The moment I awaken and sit up, I hear my husband say, “Good morning, dear.” I mutter “Mornin’” or give a silent wave in return. I don’t transition well from sleep to wakefulness, Fly. I’m not a cheery, chirpy robin, first thing. To me, it feels like my husband needs to know that I know he’s there, from the second I open my eyes.
But how does this look to you, Fly? Do I appear grumpy and unkind?
During the day, there are times I avoid meeting his eyes. I make him disappear by withdrawing my visual attention. My excuse for this behavior is that I crave solitude, so I don’t acknowledge his presence with my eyes. Multiple times a day, though, I do look up and he’s watching me. I have an audience all of my waking hours, Fly. Even when we’re not in the same room, he’s listening. If I drop a book or make a loud noise, he comes trundling up the stairs. “Are you all right? I heard a noise.”
Fly, I know he does it because he’s so anxious. He depends on me for everything. Am I being mean in the way I respond, Fly? It’s just too much sometimes, him clinging and watching. I get impatient, Fly. You’ve heard my tone of voice. I’ve heard it, too, and I feel guilty. But I’m not a saint, Fly.

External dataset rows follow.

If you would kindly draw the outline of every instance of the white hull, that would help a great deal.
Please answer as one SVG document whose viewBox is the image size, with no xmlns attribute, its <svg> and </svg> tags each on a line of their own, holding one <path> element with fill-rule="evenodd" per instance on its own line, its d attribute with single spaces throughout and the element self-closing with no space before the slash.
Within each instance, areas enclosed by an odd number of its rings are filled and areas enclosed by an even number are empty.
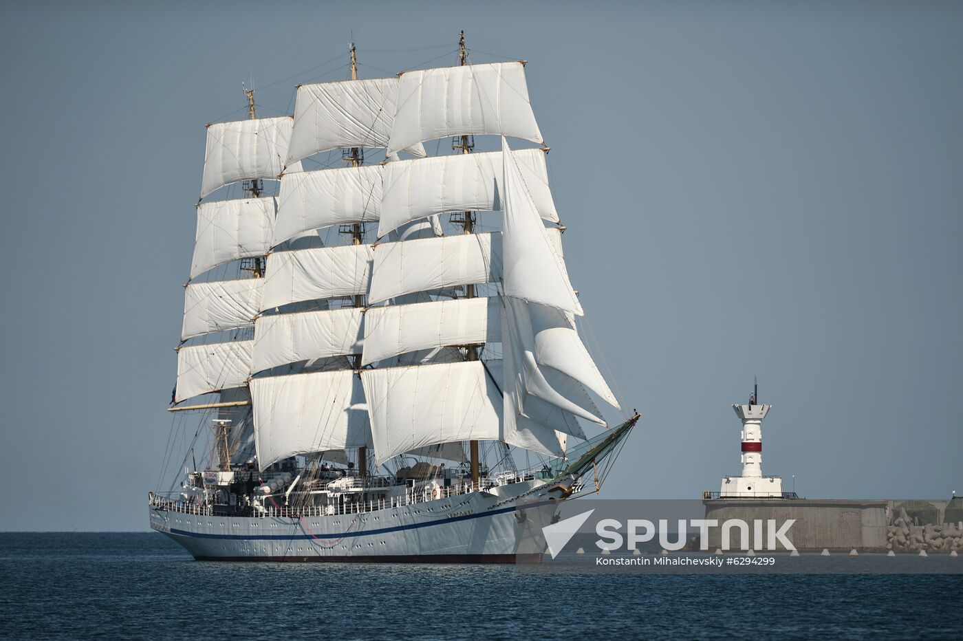
<svg viewBox="0 0 963 641">
<path fill-rule="evenodd" d="M 150 526 L 199 560 L 512 563 L 516 505 L 547 498 L 548 487 L 533 480 L 334 516 L 208 516 L 151 506 Z"/>
</svg>

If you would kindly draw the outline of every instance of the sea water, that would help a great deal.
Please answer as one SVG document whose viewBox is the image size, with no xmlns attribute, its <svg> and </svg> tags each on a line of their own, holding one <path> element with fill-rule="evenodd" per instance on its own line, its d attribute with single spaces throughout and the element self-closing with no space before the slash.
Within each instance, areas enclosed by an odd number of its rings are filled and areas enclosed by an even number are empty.
<svg viewBox="0 0 963 641">
<path fill-rule="evenodd" d="M 963 559 L 960 559 L 963 562 Z M 154 533 L 0 533 L 0 637 L 960 638 L 960 576 L 198 562 Z"/>
</svg>

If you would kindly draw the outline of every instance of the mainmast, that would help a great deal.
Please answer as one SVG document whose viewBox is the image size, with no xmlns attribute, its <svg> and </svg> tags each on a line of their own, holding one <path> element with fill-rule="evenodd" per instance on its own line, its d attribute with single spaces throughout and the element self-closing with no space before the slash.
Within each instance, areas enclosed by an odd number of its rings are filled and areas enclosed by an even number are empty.
<svg viewBox="0 0 963 641">
<path fill-rule="evenodd" d="M 358 60 L 354 53 L 354 43 L 351 44 L 351 80 L 358 79 Z M 364 153 L 360 147 L 351 147 L 351 153 L 344 156 L 344 160 L 349 167 L 358 167 L 364 163 Z M 343 234 L 351 235 L 351 244 L 361 244 L 364 241 L 364 225 L 360 222 L 352 223 L 350 227 L 344 225 L 341 229 Z M 364 300 L 360 294 L 354 296 L 354 307 L 364 307 Z M 354 370 L 361 371 L 361 354 L 354 354 L 352 359 Z M 358 448 L 358 475 L 364 478 L 368 475 L 368 449 Z"/>
<path fill-rule="evenodd" d="M 465 49 L 465 32 L 462 31 L 458 38 L 458 62 L 461 66 L 468 64 L 468 50 Z M 462 154 L 470 154 L 475 148 L 474 137 L 467 135 L 461 136 L 460 141 L 455 139 L 452 141 L 452 149 L 460 149 Z M 461 219 L 453 219 L 452 222 L 460 222 L 462 229 L 465 234 L 475 233 L 475 212 L 462 212 Z M 474 298 L 475 297 L 475 285 L 465 286 L 465 297 Z M 479 360 L 479 351 L 477 345 L 469 345 L 465 346 L 465 360 L 477 361 Z M 472 483 L 477 484 L 479 482 L 479 442 L 469 441 L 469 449 L 471 456 L 471 471 L 472 471 Z"/>
</svg>

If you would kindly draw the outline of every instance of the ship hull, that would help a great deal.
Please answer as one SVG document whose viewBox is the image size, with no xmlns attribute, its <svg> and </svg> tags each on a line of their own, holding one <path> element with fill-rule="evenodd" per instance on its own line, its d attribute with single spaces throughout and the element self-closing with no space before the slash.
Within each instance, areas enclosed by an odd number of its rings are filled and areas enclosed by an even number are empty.
<svg viewBox="0 0 963 641">
<path fill-rule="evenodd" d="M 150 526 L 206 561 L 514 563 L 538 556 L 519 552 L 521 532 L 534 524 L 516 507 L 547 498 L 544 484 L 526 481 L 333 516 L 212 516 L 151 506 Z"/>
</svg>

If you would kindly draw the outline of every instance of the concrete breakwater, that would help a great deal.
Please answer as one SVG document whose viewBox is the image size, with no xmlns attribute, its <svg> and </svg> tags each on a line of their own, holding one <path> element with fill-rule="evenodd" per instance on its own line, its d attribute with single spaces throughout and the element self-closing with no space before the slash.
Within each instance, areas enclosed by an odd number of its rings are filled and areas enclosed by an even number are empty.
<svg viewBox="0 0 963 641">
<path fill-rule="evenodd" d="M 794 520 L 789 538 L 799 551 L 963 551 L 963 499 L 950 500 L 861 500 L 807 499 L 707 499 L 706 519 L 769 521 L 776 528 Z M 752 536 L 730 532 L 730 549 L 759 549 Z M 709 549 L 722 547 L 721 528 L 709 530 Z M 782 546 L 778 546 L 782 549 Z"/>
</svg>

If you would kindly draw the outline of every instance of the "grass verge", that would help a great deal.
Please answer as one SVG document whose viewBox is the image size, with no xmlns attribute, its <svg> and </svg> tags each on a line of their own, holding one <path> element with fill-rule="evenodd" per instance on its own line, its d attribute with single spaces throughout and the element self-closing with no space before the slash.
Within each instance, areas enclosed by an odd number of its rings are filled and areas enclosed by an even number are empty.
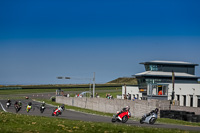
<svg viewBox="0 0 200 133">
<path fill-rule="evenodd" d="M 46 100 L 46 99 L 36 99 L 36 100 L 45 101 L 46 103 L 52 104 L 52 105 L 55 105 L 55 106 L 60 105 L 59 103 L 52 102 L 52 101 Z M 71 110 L 74 110 L 74 111 L 89 113 L 89 114 L 96 114 L 96 115 L 102 115 L 102 116 L 108 116 L 108 117 L 112 117 L 113 116 L 113 113 L 99 112 L 99 111 L 94 111 L 94 110 L 85 109 L 85 108 L 79 108 L 79 107 L 75 107 L 75 106 L 65 105 L 65 108 L 66 109 L 71 109 Z M 134 120 L 134 121 L 138 121 L 138 122 L 140 120 L 139 118 L 134 118 L 134 116 L 132 116 L 130 119 Z M 200 123 L 187 122 L 187 121 L 181 121 L 181 120 L 174 120 L 174 119 L 168 119 L 168 118 L 158 118 L 156 123 L 187 125 L 187 126 L 200 126 Z"/>
<path fill-rule="evenodd" d="M 84 122 L 67 120 L 61 118 L 50 118 L 40 116 L 28 116 L 0 112 L 0 131 L 27 132 L 27 133 L 189 133 L 194 131 L 183 131 L 177 129 L 162 129 L 149 127 L 136 127 L 123 124 L 111 124 L 100 122 Z"/>
</svg>

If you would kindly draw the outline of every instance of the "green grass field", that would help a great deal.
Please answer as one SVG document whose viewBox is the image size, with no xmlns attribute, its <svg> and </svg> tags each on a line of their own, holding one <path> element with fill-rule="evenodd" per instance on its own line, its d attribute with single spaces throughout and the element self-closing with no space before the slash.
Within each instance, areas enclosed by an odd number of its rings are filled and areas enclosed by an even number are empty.
<svg viewBox="0 0 200 133">
<path fill-rule="evenodd" d="M 38 101 L 44 100 L 46 103 L 51 104 L 51 105 L 55 105 L 55 106 L 60 105 L 60 104 L 58 104 L 56 102 L 52 102 L 50 100 L 45 100 L 45 99 L 37 99 L 37 100 Z M 90 110 L 90 109 L 79 108 L 79 107 L 75 107 L 75 106 L 65 105 L 65 108 L 75 110 L 75 111 L 79 111 L 79 112 L 84 112 L 84 113 L 90 113 L 90 114 L 96 114 L 96 115 L 102 115 L 102 116 L 109 116 L 109 117 L 113 116 L 113 113 L 104 113 L 104 112 L 94 111 L 94 110 Z M 139 119 L 134 118 L 134 116 L 132 116 L 130 119 L 139 122 Z M 200 123 L 187 122 L 187 121 L 182 121 L 182 120 L 174 120 L 174 119 L 168 119 L 168 118 L 158 118 L 156 123 L 187 125 L 187 126 L 200 126 Z"/>
<path fill-rule="evenodd" d="M 28 116 L 0 112 L 2 133 L 189 133 L 176 129 L 136 127 L 124 124 L 84 122 L 61 118 Z"/>
</svg>

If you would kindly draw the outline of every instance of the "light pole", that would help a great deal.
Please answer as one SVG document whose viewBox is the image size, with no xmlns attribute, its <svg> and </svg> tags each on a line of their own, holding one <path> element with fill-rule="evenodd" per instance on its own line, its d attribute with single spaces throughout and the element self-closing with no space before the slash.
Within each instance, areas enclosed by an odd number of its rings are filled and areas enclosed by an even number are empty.
<svg viewBox="0 0 200 133">
<path fill-rule="evenodd" d="M 95 72 L 93 75 L 93 78 L 71 78 L 71 77 L 57 77 L 57 79 L 79 79 L 79 80 L 84 80 L 84 79 L 89 79 L 90 81 L 93 81 L 93 98 L 95 97 Z M 90 90 L 91 90 L 91 85 L 90 85 Z"/>
</svg>

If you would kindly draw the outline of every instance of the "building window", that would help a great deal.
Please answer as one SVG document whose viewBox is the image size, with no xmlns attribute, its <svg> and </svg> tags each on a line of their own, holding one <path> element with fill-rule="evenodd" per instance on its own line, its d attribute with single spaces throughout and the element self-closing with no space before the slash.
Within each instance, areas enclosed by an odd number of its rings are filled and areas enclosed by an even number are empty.
<svg viewBox="0 0 200 133">
<path fill-rule="evenodd" d="M 190 96 L 190 107 L 193 107 L 193 96 Z"/>
<path fill-rule="evenodd" d="M 183 95 L 183 106 L 186 106 L 186 95 Z"/>
<path fill-rule="evenodd" d="M 180 101 L 180 96 L 179 95 L 176 95 L 177 96 L 177 101 Z"/>
<path fill-rule="evenodd" d="M 168 95 L 168 85 L 152 85 L 149 84 L 149 95 L 154 96 L 167 96 Z"/>
</svg>

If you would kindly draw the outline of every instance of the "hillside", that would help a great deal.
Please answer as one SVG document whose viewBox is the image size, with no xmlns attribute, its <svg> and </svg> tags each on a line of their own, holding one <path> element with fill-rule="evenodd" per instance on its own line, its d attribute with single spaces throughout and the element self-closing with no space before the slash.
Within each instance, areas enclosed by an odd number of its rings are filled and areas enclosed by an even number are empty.
<svg viewBox="0 0 200 133">
<path fill-rule="evenodd" d="M 108 82 L 107 84 L 131 84 L 131 85 L 137 85 L 137 79 L 136 78 L 130 78 L 130 77 L 122 77 L 117 78 L 115 80 L 112 80 Z"/>
</svg>

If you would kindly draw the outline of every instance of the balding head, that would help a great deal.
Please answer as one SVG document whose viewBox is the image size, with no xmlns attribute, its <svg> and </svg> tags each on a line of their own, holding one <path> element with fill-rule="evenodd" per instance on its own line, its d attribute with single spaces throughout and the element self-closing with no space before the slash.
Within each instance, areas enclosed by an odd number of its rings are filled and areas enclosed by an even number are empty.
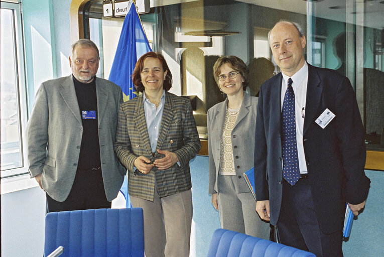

In my defense, Fly, you do realize that we’ve been shut up in this apartment with only each other for over two months now. Am I making excuses?
He’s an old man, Fly. When we take our daily walk, he shuffles along behind me on his arthritic knees. I do turn back to catch up with him, Fly. And if the tension in my muscles is too much, I jog ahead for a while and then jog back to him.
I’m embarrassed to have you observe our mealtimes, Fly. We both read while we eat. There’s not much talk, because he doesn’t have much to say. He tries, though. Sometimes he’ll read aloud part of an article from The Week magazine. And read it to me again a minute or two later.
Oh, Fly, you’ve heard me tell him, “You already read that.” I know I should nod and smile and listen and offer an appropriate comment. But, Fly, it’s like living with emptiness. And it’s so sad, Fly.
Do you see the sadness of it, sitting there on the wall? Do you hear how he asks me, “Is it okay if I eat this?” “Where does this go?” “Is something cooking?” “What’s on the agenda today?” “Did I eat breakfast already?” His whole life resides in me, Fly. The truth is sometimes I hate it.
I know you’ve seen me weeping, Fly. I admit to wallowing in self-pity. It’s been hard to let the dreams go, Fly. It’s been hard.